Les contrôles administratifs pouvant être opérés n’autorisent aucunement le Préfet, les Commissaires de Police et les Officiers de Gendarmerie à prendre connaissance des dossiers traités, ou de l’identité des clients.

14. Les filatures sont-elles légales?

Les surveillances et filatures sont parfaitement légales et prises en compte, de longue date, par les Tribunaux et notamment la Cour de Cassation, sous réserve de la légitimité de la preuve.

La Cour de Cassation a même reconnu la légitimité d’une atteinte à la vie privée non disproportionnée, par voie de filatures, nécessaire a établir la réalité d’un préjudice (C.Cass. 1ère c.civ – 31 octobre 2012).
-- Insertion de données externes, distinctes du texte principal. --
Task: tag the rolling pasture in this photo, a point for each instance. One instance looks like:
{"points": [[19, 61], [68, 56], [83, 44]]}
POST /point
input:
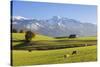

15. Réponses à des questions que vous pourriez-vous poser:

 Un détective peut il:

– Craker une boite email?
– Géolocaliser un téléphone portable?
– Espionner un ordinateur?
– Mettre une écoute téléphonique?
– Faire identifier une plaque d’immatriculation?
– Faire identifier un numéro de téléphone?
– Vous procurez le dossier médical d’un tiers? 

La réponse: Non sous peine d’être poursuivi pour atteinte à la vie privée comme le prescrit le code pénal et ainsi encourir une  d’un an de prison et d’une amende de 45000 euros.
Il est également à noter que le recel d’informations ainsi obtenu est également lourdement sanctionné. 

En définitive, si vous souhaitez contacter un enquêteur privé pour répondre à de telle problématique, économisez votre temps et le sien en vous abstenant.